60. A CC foi então submetida a uma terceira cirurgia cardíaca no dia 15 de Abril de 2019 para desobstrução do retorno venoso pulmonar à direita e atriosepectomia total.

61. A observação intraoperatória confirmou a obstrução na drenagem das veias pulmonares direitas.

62. O pós-operatório desta terceira cirurgia foi complicado por: choque e acidose metabólica, a necessitar de suporte inotrópico elevado, com melhoria gradual nas primeiras 48 horas, mantendo suporte vaso pressor até ao vigésimo segundo dia de pós-operatório; intercorrências infecciosas, nomeadamente urossépsis, com isolamentos de Pseudomonas aeruginosa, Citrobacter freundii e Enterococcus faecium, e sépsis com ponto de partida respiratório por Klebsiella pneumonia ESBL; lesão renal aguda secundária à instabilidade hemodinâmica e nefrotoxicidade dos antibióticos, com necessidade de diálise peritoneal durante três dias e melhoria progressiva da função renal; disfunção hepática com cito colestase, hiperamoniemia e coagulopatia; dependência de ventilação mecânica invasiva, provavelmente multifatorial, o que motivou a transferência da CC para a Unidade de Cuidados Intensivos do Hospital de ... no dia 20 de Maio de 2019.

63. Durante o internamento no Hospital de ... a CC realizou ecografias transfontanelar seriadas a 18 de Fevereiro de 2019, a 20 de Março de 2019 e a 18 de Abril de 2019, com achados dentro dos parâmetros de normalidade.

64. Nas 72 horas subsequentes à realização da intervenção cirúrgica a que se alude em 60) a CC registou uma melhoria progressiva da diurese em consequência da colocação de cateter de diálise.

65. A CC efectuou algumas tentativas de desmame ventilatório, das quais resultou o agravamento da função respiratória.

66. A última vez que a CC esteve em SIMV foi no dia 11 de Maio, sendo colocada em PRVC por se apresentar completamente desadaptada do ventilador.

67. Nessa altura houve necessidade de ser aumentada sedação em perfusão que já se encontrava em desmame com diazepan em bólus PO.

68. A CC tinha secreções mucopurulentas, chegando a ter secreções hemáticas, o que deixou de suceder a partir do dia 12 de Maio de 2019, tendo apenas, pontualmente, secreções raiadas de sangue.

69. A certa altura a autora e o pai da CC dirigiram-se aos Cuidados Intensivos e foram informados de que deveriam vestir batas e colocar luvas e máscaras, em virtude de a mesma ter contraído uma infecção generalizada muito grave.

70. A partir dessa data a autora e o pai da CC só puderam tocar na sua filha com luvas.

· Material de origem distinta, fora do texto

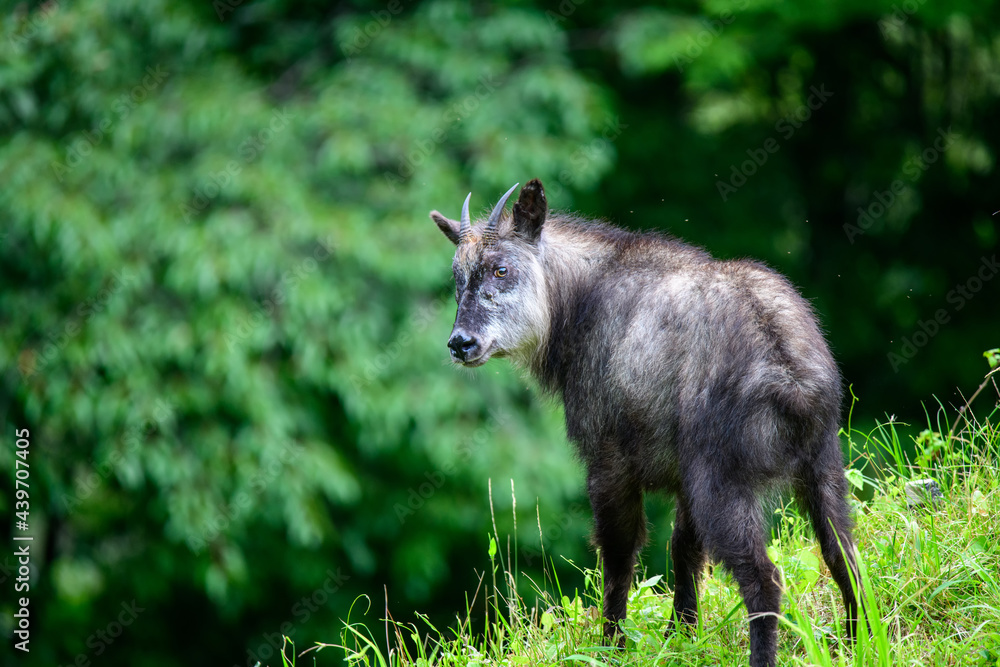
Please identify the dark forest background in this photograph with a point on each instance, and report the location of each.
(223, 309)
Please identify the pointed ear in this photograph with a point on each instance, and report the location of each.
(530, 211)
(448, 226)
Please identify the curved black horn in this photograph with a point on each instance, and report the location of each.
(465, 228)
(490, 232)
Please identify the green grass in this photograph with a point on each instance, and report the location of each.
(931, 574)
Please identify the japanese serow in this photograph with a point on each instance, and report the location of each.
(707, 379)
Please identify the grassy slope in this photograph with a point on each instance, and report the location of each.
(932, 573)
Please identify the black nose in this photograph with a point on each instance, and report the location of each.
(461, 345)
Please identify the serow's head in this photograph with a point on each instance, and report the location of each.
(499, 284)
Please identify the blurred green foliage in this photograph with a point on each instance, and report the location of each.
(223, 308)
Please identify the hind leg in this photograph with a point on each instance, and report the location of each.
(688, 555)
(821, 489)
(730, 521)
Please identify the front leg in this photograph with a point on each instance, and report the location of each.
(619, 532)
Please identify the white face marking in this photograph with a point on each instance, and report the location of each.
(509, 314)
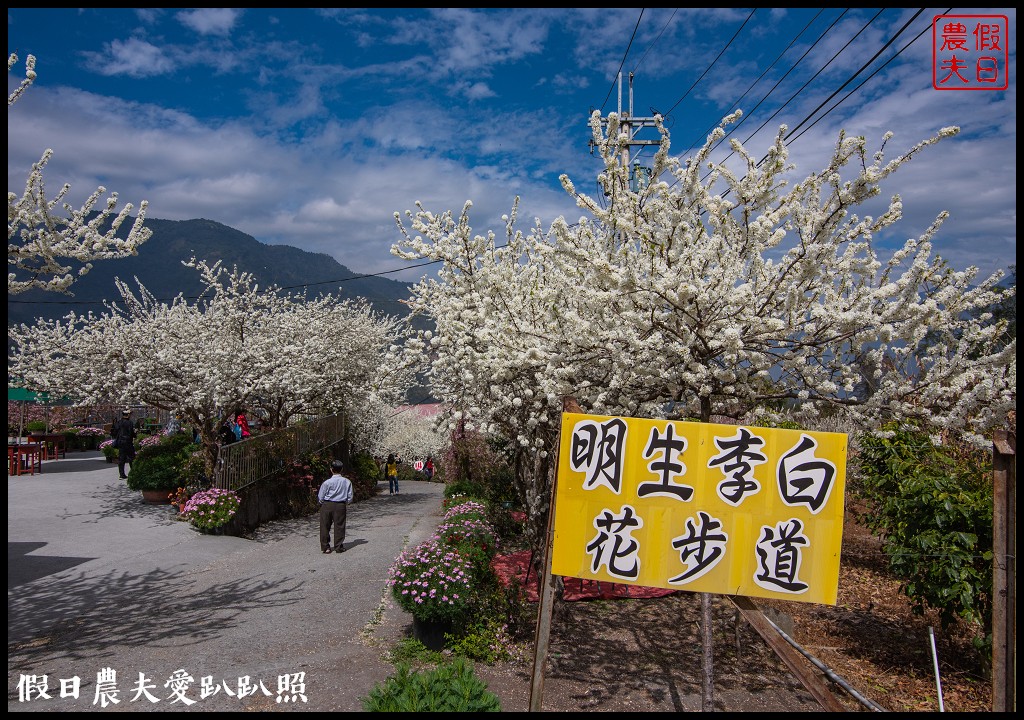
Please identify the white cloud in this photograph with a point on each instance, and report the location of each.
(211, 20)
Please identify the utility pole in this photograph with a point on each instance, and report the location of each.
(631, 126)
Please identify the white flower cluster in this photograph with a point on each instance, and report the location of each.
(40, 243)
(276, 355)
(704, 296)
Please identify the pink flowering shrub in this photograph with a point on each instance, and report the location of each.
(433, 582)
(211, 508)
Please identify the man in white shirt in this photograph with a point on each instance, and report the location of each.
(335, 495)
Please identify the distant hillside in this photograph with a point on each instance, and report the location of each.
(159, 267)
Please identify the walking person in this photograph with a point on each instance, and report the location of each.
(123, 433)
(391, 472)
(242, 422)
(335, 495)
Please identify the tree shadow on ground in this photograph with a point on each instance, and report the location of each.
(94, 618)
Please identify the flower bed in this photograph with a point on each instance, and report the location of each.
(433, 582)
(212, 508)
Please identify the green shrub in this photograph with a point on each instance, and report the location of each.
(446, 688)
(162, 466)
(933, 508)
(487, 640)
(366, 475)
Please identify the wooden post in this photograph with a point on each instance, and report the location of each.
(546, 584)
(793, 661)
(1004, 572)
(708, 658)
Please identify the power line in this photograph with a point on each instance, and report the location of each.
(876, 72)
(768, 94)
(713, 61)
(644, 56)
(619, 72)
(804, 86)
(861, 69)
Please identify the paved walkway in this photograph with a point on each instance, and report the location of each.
(97, 579)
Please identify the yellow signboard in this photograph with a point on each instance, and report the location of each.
(701, 507)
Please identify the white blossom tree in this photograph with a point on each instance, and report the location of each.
(718, 297)
(40, 242)
(236, 347)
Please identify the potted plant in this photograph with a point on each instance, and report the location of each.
(433, 582)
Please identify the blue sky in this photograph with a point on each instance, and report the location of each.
(311, 128)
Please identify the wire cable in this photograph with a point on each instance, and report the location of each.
(766, 71)
(713, 61)
(625, 55)
(654, 42)
(877, 71)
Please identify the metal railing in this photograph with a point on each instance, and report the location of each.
(243, 463)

71. No dia 26 de Maio de 2019 a autora e o pai da CC foram convocados para uma reunião com uma parte da equipa médica do Hospital de... e com a Dr.ª Isabel Freitas, do Hospital de ..., tendo-lhes sido transmitido que era preciso saber quando parar.

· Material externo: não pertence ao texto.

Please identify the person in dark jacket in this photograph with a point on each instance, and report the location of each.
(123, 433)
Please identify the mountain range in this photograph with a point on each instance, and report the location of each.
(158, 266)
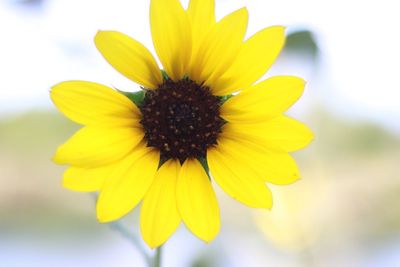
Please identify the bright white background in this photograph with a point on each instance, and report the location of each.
(41, 46)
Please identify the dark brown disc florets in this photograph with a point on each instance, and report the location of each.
(181, 119)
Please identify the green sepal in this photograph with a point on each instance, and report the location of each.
(204, 163)
(224, 98)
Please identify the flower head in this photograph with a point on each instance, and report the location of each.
(188, 122)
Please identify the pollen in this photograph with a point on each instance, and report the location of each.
(181, 119)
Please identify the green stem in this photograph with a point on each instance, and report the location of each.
(157, 257)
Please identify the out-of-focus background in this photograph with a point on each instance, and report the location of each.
(344, 212)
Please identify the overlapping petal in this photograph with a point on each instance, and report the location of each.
(90, 103)
(280, 133)
(197, 203)
(254, 59)
(127, 184)
(219, 48)
(237, 179)
(95, 146)
(159, 215)
(172, 37)
(272, 166)
(263, 101)
(129, 57)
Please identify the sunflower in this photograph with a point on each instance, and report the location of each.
(203, 118)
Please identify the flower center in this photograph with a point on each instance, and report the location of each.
(181, 119)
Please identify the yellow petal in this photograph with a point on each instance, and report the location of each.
(129, 57)
(172, 37)
(275, 167)
(95, 146)
(219, 48)
(264, 100)
(202, 18)
(255, 58)
(281, 133)
(238, 179)
(86, 179)
(159, 217)
(94, 104)
(197, 203)
(127, 185)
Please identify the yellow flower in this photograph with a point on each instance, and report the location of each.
(159, 150)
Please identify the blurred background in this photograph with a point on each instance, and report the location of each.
(344, 212)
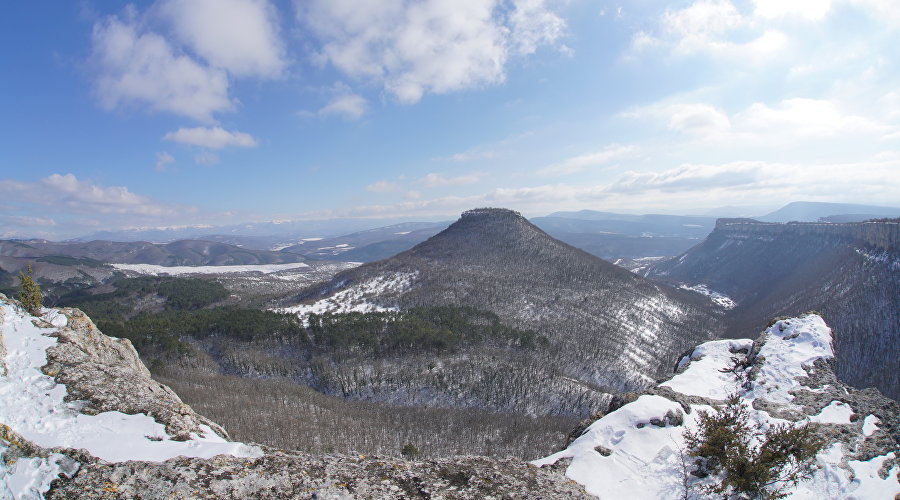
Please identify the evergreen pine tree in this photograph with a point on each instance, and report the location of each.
(29, 293)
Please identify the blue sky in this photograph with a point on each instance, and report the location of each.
(177, 112)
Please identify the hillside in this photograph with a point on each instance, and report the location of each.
(80, 417)
(639, 451)
(848, 272)
(178, 253)
(607, 330)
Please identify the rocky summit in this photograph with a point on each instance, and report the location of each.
(786, 376)
(607, 329)
(846, 271)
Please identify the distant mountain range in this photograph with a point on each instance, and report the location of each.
(178, 253)
(608, 329)
(848, 272)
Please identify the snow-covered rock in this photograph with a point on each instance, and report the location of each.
(69, 386)
(80, 417)
(638, 451)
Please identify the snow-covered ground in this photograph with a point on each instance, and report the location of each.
(155, 270)
(33, 405)
(626, 455)
(355, 298)
(719, 299)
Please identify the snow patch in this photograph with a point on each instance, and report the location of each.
(870, 425)
(719, 299)
(707, 374)
(635, 453)
(355, 298)
(33, 404)
(791, 346)
(836, 412)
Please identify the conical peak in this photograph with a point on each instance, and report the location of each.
(490, 212)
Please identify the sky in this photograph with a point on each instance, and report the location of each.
(173, 113)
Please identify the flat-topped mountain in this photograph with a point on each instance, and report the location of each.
(809, 211)
(848, 272)
(606, 329)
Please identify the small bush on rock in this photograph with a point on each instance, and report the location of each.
(29, 293)
(751, 463)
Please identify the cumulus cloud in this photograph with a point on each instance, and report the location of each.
(239, 36)
(585, 161)
(416, 46)
(179, 55)
(347, 105)
(211, 137)
(69, 193)
(143, 68)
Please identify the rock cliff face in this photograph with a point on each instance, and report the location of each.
(80, 417)
(785, 376)
(883, 235)
(108, 375)
(847, 272)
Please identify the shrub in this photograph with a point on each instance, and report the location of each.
(749, 462)
(29, 293)
(409, 451)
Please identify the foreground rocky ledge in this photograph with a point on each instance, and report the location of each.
(80, 417)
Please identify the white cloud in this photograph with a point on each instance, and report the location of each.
(143, 68)
(421, 46)
(714, 28)
(434, 180)
(738, 183)
(801, 118)
(697, 118)
(240, 36)
(787, 121)
(163, 159)
(810, 9)
(68, 194)
(703, 18)
(211, 137)
(582, 162)
(384, 187)
(351, 106)
(534, 25)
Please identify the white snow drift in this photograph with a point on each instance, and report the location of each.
(33, 405)
(624, 455)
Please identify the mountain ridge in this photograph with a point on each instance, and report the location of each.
(847, 271)
(606, 326)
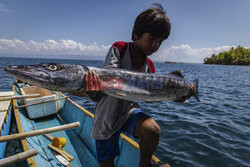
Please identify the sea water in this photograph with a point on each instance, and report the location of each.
(213, 132)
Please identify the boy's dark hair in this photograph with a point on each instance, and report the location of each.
(153, 21)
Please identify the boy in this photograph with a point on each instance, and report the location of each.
(112, 115)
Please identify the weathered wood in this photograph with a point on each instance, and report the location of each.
(59, 152)
(48, 136)
(18, 97)
(62, 152)
(6, 93)
(39, 132)
(4, 111)
(40, 102)
(18, 157)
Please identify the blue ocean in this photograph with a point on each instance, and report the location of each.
(213, 132)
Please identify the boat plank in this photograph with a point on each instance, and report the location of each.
(6, 93)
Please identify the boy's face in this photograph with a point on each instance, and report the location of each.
(148, 44)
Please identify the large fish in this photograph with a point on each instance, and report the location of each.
(119, 83)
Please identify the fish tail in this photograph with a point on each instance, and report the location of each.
(196, 85)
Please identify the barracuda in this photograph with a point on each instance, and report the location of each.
(119, 83)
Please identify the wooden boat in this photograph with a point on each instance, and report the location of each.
(79, 142)
(5, 119)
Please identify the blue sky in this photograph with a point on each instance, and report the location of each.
(89, 27)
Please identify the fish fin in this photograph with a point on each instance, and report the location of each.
(196, 85)
(177, 73)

72. No decurso dessa reunião os pais da CC foram informados, pelo corpo clínico, de que não havia nenhuma solução para reverter o quadro clínico da CC.

73. No final da reunião os pais da CC declararam que, acontecesse o que acontecesse, não queriam que a sua filha sofresse mais, tendo-lhes sido referido que a CC iria ser colocada em coma, o que efectivamente aconteceu.

74. O coração da CC parou no dia ... de Maio de 2019, pelas 00h34, no Hospital de ..., estando os seus pais ao seu lado no exacto momento em que isso aconteceu.

75. A autora e o pai da CC voltaram para ... com a sua filha, tendo a CC sido sepultada no Cemitério de ....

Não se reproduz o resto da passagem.